White asserted several times on Wednesday that this was only a one-time thing, even for Rousey, and that she would be doing all of her usual media for her next fight — if that time were to ever come. He also demurred at the idea that the UFC having relented on this issue for the first time in its history could set the stage for future refusals from major stars. If somebody wants to miss a press conference, White declared, they’re still going to be pulled from a card, no ifs, ands, or buts.
But now more than ever, policies previously thought to be mandatory have been skewed when the situation calls for it under the brief reign of WME-IMG, and it’s clear that the dollar has never mattered more when it comes to the rules of the Octagon.

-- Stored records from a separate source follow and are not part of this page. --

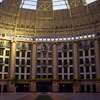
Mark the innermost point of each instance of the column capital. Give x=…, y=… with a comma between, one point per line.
x=54, y=43
x=75, y=42
x=13, y=41
x=96, y=38
x=34, y=43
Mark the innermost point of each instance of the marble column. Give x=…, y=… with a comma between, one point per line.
x=55, y=67
x=76, y=60
x=55, y=60
x=33, y=66
x=12, y=62
x=97, y=58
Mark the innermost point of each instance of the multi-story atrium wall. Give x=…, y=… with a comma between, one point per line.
x=49, y=49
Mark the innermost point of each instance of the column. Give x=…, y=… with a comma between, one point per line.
x=97, y=58
x=55, y=67
x=76, y=60
x=97, y=62
x=55, y=60
x=76, y=85
x=33, y=66
x=12, y=61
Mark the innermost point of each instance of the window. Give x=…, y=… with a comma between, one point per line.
x=65, y=54
x=71, y=69
x=6, y=69
x=92, y=60
x=93, y=68
x=82, y=76
x=81, y=69
x=87, y=76
x=28, y=77
x=92, y=52
x=28, y=69
x=1, y=1
x=65, y=46
x=71, y=76
x=80, y=53
x=60, y=62
x=22, y=70
x=49, y=70
x=0, y=68
x=38, y=70
x=65, y=70
x=29, y=4
x=59, y=54
x=17, y=53
x=17, y=69
x=23, y=62
x=91, y=44
x=1, y=52
x=5, y=76
x=6, y=61
x=17, y=61
x=90, y=1
x=70, y=46
x=28, y=62
x=70, y=61
x=16, y=77
x=65, y=62
x=60, y=4
x=60, y=76
x=28, y=54
x=60, y=70
x=49, y=76
x=44, y=76
x=87, y=68
x=87, y=61
x=70, y=54
x=65, y=77
x=86, y=53
x=38, y=62
x=7, y=52
x=38, y=76
x=44, y=70
x=22, y=76
x=23, y=54
x=49, y=62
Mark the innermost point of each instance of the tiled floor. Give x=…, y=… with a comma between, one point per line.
x=54, y=96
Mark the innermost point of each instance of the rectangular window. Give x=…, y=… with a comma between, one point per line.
x=7, y=52
x=6, y=69
x=17, y=69
x=1, y=52
x=17, y=53
x=23, y=53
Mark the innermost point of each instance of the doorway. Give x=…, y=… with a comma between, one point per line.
x=44, y=86
x=65, y=88
x=22, y=87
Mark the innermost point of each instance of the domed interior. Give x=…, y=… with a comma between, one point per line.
x=49, y=18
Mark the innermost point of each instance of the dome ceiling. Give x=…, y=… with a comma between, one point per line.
x=49, y=17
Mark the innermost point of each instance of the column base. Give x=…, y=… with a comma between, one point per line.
x=11, y=87
x=76, y=87
x=32, y=86
x=55, y=87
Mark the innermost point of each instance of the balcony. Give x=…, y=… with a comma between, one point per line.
x=23, y=48
x=65, y=65
x=87, y=63
x=86, y=47
x=2, y=63
x=44, y=49
x=65, y=48
x=44, y=64
x=2, y=46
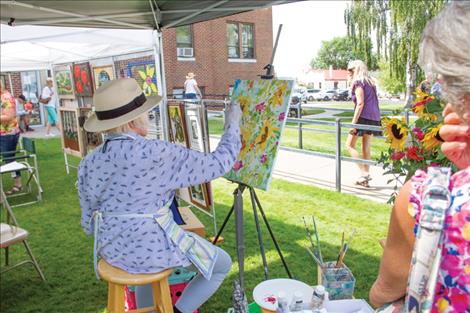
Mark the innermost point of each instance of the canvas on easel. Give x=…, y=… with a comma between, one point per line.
x=71, y=137
x=264, y=105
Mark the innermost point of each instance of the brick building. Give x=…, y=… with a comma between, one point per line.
x=218, y=52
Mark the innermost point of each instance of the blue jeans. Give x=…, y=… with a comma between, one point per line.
x=198, y=291
x=8, y=145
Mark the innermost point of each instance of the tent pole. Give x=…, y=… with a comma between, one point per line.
x=161, y=83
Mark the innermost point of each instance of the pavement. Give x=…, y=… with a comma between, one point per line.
x=309, y=170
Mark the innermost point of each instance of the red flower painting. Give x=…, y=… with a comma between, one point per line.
x=82, y=78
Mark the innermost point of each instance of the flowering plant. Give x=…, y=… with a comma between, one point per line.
x=415, y=145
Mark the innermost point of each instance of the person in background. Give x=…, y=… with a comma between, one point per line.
x=23, y=111
x=9, y=133
x=49, y=99
x=127, y=185
x=436, y=89
x=191, y=90
x=444, y=48
x=425, y=85
x=366, y=112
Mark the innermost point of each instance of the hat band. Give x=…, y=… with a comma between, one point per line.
x=126, y=108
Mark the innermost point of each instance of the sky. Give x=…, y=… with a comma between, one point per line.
x=305, y=25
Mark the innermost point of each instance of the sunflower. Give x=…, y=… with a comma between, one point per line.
x=148, y=86
x=395, y=132
x=432, y=139
x=267, y=131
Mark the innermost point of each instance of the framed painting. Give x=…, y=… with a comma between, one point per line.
x=200, y=197
x=64, y=82
x=82, y=79
x=264, y=105
x=145, y=75
x=71, y=137
x=194, y=125
x=176, y=125
x=102, y=74
x=90, y=140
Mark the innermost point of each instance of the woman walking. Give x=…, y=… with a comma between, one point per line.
x=366, y=112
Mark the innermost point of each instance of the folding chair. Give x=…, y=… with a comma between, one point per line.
x=12, y=234
x=21, y=162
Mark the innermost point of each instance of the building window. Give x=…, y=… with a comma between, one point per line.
x=184, y=41
x=240, y=47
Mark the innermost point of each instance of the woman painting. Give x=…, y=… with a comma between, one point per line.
x=127, y=184
x=444, y=48
x=366, y=112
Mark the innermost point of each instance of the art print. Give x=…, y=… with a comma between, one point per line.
x=264, y=105
x=82, y=79
x=176, y=125
x=145, y=75
x=102, y=74
x=200, y=197
x=70, y=132
x=64, y=82
x=194, y=126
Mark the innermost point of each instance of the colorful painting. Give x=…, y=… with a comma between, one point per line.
x=199, y=196
x=64, y=82
x=82, y=79
x=264, y=105
x=145, y=75
x=71, y=137
x=176, y=125
x=102, y=74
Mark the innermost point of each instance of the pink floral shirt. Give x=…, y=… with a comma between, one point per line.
x=453, y=282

“For her to just say, ‘hey, you know what, I might need to sit this out and focus on my fight,’ I respect that 100-percent,” said Neil Magny, who fights on the undercard of UFC 207. “She built her platform to be able to do that. I’m in a position where I’m trying to get to where she’s at. So for me, the media obligations and things like that are important for me. I need to be here talking to the fans. I need to be here talking with the media. I need to be here engaging with everyone in order to build my fanbase, things like that. So I don’t see it as being disrespectful at all. I actually congratulate her for being able to do so.”
“She’s kind of footing the bill for most of us,” agreed UFC 207 main-carder Louis Smolka. “I mean, people are paying to watch her fight. They’re not paying to watch us fight. Some people might be, but pretty much everyone is here to watch Ronda fight, so we’re basically getting paid because of her. So I don’t mind. She can do whatever she wants.”
That line of thinking is not uncommon, or even incorrect — the belief that this still is The Ronda Rousey Show, as White once famously said upon opening the first UFC women’s division. Because of it, Rousey’s opponent on Dec. 30, reigning bantamweight champion Amanda Nunes, has been thrust into the background in the days ahead of the biggest fight of her life.
Nunes, like Cruz, has a pay-per-view stake in the success of UFC 207, so Rousey’s lack of promotion could very well hurt the champion’s wallet in the long run.
But for now, that is simply one ‘what if’ among hundreds. And if 2016 has taught us anything, it is that everything we think we know about the fight game could very well be completely and totally wrong. The time will come to find out soon enough.
“I think it’s creating more mystique behind Ronda,” Cruz said. “I mean, she’s been gone how long? She’s huge already. She is the face of women’s mixed martial arts. You can’t word it any other way. People want to see how she comes back. And then it almost adds a different level of curiosity, in the fact of will she come back better without all this media in her face. You tell me. If these cameras where switched and pointing at you in the face, how much would you all cheese up? I guarantee you wouldn’t say a word. Your face would turn red, you’d start sweating, and you guys would probably need some deodorant. So, the point is, it’s hard. And maybe it’ll make her better.”